简体   繁体   English

使用正则表达式从给定目录中提取文件名

[英]Extract file names from a given directory with regex

I am pretty weak in regex.我在正则表达式方面很弱。 I'm looking for some help with how to extract the .sav file name from the following string:我正在寻找有关如何从以下字符串中提取.sav文件名的帮助:

C:\\Users...\\Standard Loadflows Seq and Dyn PSSEv34 - 2019-02-20\\AutumnHi-20180531-183047-34-SystemNormal\\AutumnHi-20180531-183047-34-SystemNormal.sav C:\\Users...\\Standard Loadflows Seq 和 Dyn PSSEv34 - 2019-02-20\\AutumnHi-20180531-183047-34-SystemNormal\\AutumnHi-20180531-183047-34-SystemNormal.sav

Currently I am using this code:目前我正在使用此代码:

re.findall(r'\\(.+).sav',txt)

but it only finds但它只能找到

['Users\\...\\Standard Loadflows Seq and Dyn PSSEv34 - 2019-02-20\\AutumnHi-20180531-183047-34-SystemNormal\AutumnHi-20180531-183047-34-SystemNormal.sav was']

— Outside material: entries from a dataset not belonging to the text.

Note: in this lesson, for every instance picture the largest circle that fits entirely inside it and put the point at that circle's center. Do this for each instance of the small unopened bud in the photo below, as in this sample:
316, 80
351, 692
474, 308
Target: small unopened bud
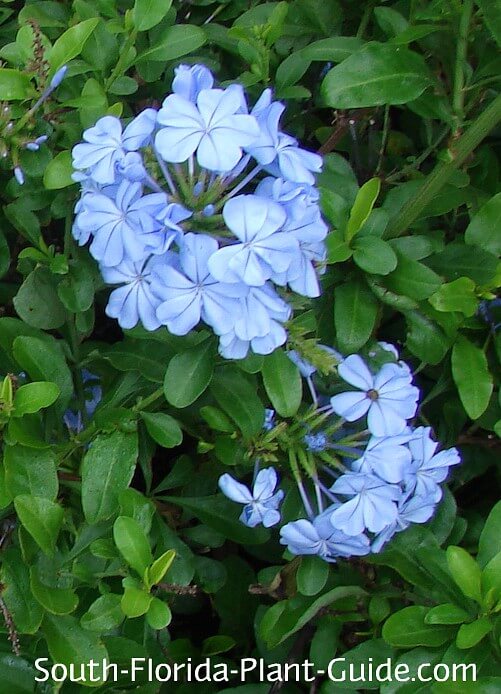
19, 175
58, 77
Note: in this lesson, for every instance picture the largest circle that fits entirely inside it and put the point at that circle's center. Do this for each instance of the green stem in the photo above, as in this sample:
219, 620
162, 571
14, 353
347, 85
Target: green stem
463, 147
121, 65
459, 68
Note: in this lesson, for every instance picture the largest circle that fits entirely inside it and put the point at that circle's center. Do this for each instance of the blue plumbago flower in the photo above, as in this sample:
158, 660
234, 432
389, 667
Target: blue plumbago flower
372, 503
121, 226
134, 301
213, 128
258, 324
261, 505
192, 170
387, 457
320, 538
388, 398
191, 293
263, 248
105, 145
190, 80
428, 469
93, 393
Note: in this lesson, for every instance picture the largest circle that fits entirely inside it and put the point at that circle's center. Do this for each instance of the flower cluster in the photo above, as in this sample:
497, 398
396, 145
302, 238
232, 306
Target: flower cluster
371, 473
200, 211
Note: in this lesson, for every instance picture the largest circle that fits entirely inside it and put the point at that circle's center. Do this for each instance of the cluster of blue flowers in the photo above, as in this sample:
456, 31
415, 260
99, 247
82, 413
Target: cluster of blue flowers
199, 211
382, 474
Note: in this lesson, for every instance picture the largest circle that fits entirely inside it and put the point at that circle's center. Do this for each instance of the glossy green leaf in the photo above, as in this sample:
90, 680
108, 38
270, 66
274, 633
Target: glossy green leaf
377, 74
70, 44
159, 615
37, 302
355, 313
490, 538
159, 567
471, 376
15, 85
163, 428
149, 13
362, 207
374, 255
174, 42
238, 398
447, 613
407, 628
55, 600
283, 383
30, 471
483, 230
74, 646
459, 295
132, 543
107, 470
465, 571
471, 634
42, 518
104, 614
33, 397
188, 374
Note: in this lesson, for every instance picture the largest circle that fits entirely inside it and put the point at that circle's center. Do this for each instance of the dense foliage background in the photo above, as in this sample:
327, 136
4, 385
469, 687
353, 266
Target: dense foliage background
125, 549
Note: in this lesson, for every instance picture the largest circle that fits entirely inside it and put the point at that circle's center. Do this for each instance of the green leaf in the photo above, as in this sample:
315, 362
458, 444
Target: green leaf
282, 382
238, 398
312, 575
159, 615
15, 85
149, 13
107, 470
456, 296
412, 279
37, 302
491, 581
222, 515
104, 614
374, 255
42, 518
471, 376
407, 628
471, 634
163, 428
174, 42
489, 544
376, 75
447, 614
33, 397
132, 543
135, 602
483, 230
159, 568
57, 175
188, 374
362, 207
70, 44
355, 313
425, 338
44, 360
26, 612
491, 10
73, 646
54, 600
465, 571
30, 471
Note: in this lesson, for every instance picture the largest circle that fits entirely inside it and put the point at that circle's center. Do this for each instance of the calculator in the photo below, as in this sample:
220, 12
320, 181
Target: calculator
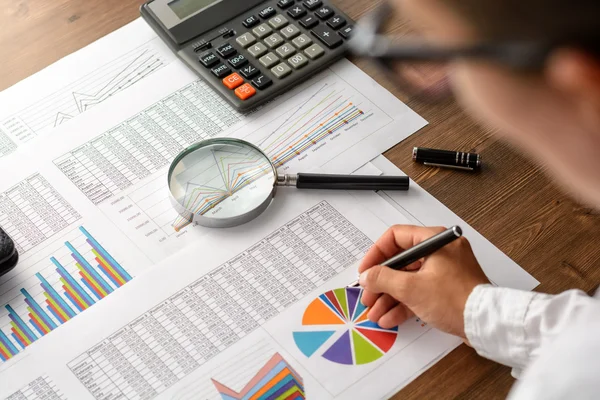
251, 51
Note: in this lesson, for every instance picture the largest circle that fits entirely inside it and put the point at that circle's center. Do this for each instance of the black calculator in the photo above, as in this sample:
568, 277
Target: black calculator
251, 51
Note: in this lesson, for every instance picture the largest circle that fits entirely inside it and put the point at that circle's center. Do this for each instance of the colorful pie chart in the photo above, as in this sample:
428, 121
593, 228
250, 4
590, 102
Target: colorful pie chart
335, 327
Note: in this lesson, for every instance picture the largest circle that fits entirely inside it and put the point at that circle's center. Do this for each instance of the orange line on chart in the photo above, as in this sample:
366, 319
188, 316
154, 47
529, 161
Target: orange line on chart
309, 133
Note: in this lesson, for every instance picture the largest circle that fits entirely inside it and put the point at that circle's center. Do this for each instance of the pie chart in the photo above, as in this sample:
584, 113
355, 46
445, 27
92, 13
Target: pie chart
335, 327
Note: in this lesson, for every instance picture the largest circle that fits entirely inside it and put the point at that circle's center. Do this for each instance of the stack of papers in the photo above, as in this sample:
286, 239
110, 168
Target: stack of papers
116, 296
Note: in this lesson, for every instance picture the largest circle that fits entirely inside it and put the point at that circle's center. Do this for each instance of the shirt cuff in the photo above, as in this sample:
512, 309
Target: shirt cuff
495, 324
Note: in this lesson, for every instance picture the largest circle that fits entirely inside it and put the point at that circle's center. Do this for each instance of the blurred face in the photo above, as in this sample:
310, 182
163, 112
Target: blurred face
559, 125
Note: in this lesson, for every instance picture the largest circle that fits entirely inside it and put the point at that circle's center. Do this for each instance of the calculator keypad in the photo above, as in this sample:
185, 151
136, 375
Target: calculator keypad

I'm trying to find "AutumnHi-20180531-183047-34-SystemNormal.sav"我试图找到"AutumnHi-20180531-183047-34-SystemNormal.sav"

I am using Python 3.7.我正在使用 Python 3.7。

You could match a backslash and then capture in a group matching not a backslash using a negated character class.您可以匹配反斜杠,然后使用否定字符类在不匹配反斜杠的组中捕获。 Then match a dot and sav.然后匹配一个点并保存。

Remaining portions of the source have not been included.